Thank you for the thoughts.

I guess I'm thinking about the specifics of how the existing HCV dies of old age.

My best speculation is that the remaining HCV continues to enter cells where they uncoat, translate, and then get interrupted by the Harvoini during replication.  In the process that virus is "consume" because it didn't replicate.

But I really haven't been able to find a description anywhere on the web.  I'll ask my doctor next time I see him and post the answer here.

Harvoni interfears with viral replication if you neuter a population it dies off. Harvoni does not kill the virus ir prevents it from making copies or simply put stops it from making babies.

No virus babies no more virus.

Or for a more technical explanation from the Harvoni prescribing information sheet that comes with every bottle:

http://www.gilead.com/~/media/Files/pdfs/medicines/liver-disease/harvoni/harvoni_pi.pdf


Starting on Page 17

12.4 Microbiology
Mechanism of Action

Ledipasvir is an inhibitor of the HCV NS5A protein, which is required for viral replication. Resistance selection in cell culture and cross-resistance studies indicate ledipasvir targets NS5A as its mode of action.
Sofosbuvir is an inhibitor of the HCV NS5B RNA-dependent RNA polymerase, which is required for viral replication. Sofosbuvir is a nucleotide prodrug that undergoes intracellular metabolism to form the pharmacologically active uridine analog triphosphate (GS-461203), which can be incorporated into HCV RNA by the NS5B polymerase and acts as a chain terminator. In a biochemical assay, GS-461203 inhibited the polymerase activity of the recombinant NS5B from HCV genotypes 1b, 2a, 3a and 4a with IC50 values ranging from 0.7 to 2.6 M. GS-461203 is neither an inhibitor of human DNA and RNA polymerases nor an inhibitor of mitochondrial RNA polymerase.

Antiviral Activity
In HCV replicon assays, the EC50 values of ledipasvir against full-length replicons from genotypes 1a and 1b were 0.031 nM and 0.004 nM, respectively. The median EC50 values of ledipasvir against chimeric replicons encoding NS5A sequences from clinical isolates were 0.018 nM for genotype 1a (range 0.009–0.085 nM; N=30) and 0.006 nM for genotype 1b (range 0.004–0.007 nM; N=3). Ledipasvir has less antiviral activity compared to genotype 1 against genotypes 4a, 5a, and 6a, with EC50 values of 0.39 nM, 0.15 nM, and 1.1 nM, respectively. Ledipasvir has substantially lower activity against genotypes 2a, 2b, 3a, and 6e with EC50 values of 21–249 nM, 16–530 nM, 168 nM, and 264 nM, respectively.
In HCV replicon assays, the EC50 values of sofosbuvir against full-length replicons from genotypes 1a, 1b, 2a, 3a, and 4a, and chimeric 1b replicons encoding NS5B from genotypes 2b, 5a, or 6a ranged from 14–110 nM. The median EC50 value of sofosbuvir against chimeric replicons encoding NS5B sequences from clinical isolates was 62 nM for genotype 1a (range 29–128 nM; N=67), 102 nM for genotype 1b (range 45–170 nM; N=29), 29 nM for genotype 2 (range 14–81 nM; N=15), and 81 nM for genotype 3a (range 24–181 nM; N=106).
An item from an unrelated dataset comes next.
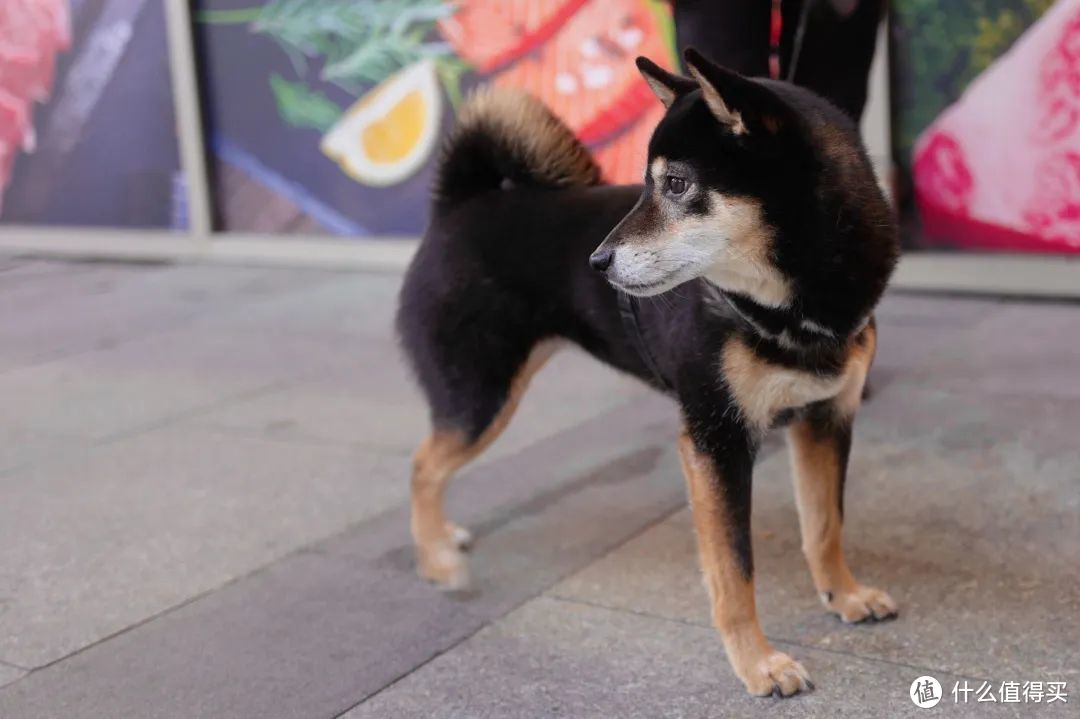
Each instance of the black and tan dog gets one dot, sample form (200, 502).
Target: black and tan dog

In replication competent virus assays, the EC50 values of sofosbuvir against genotypes 1a and 2a were 30 nM and 20 nM, respectively. Evaluation of sofosbuvir in combination with ledipasvir showed no antagonistic effect in reducing HCV RNA levels in replicon cells.

My oversimplified answer to this question is that the new treatments interrupt replication of the virus. The various drugs interrupt that cycle at various places in the virus. This is unlike interferon which is an immune modulator and depends on the person's immune system to destroy the virus.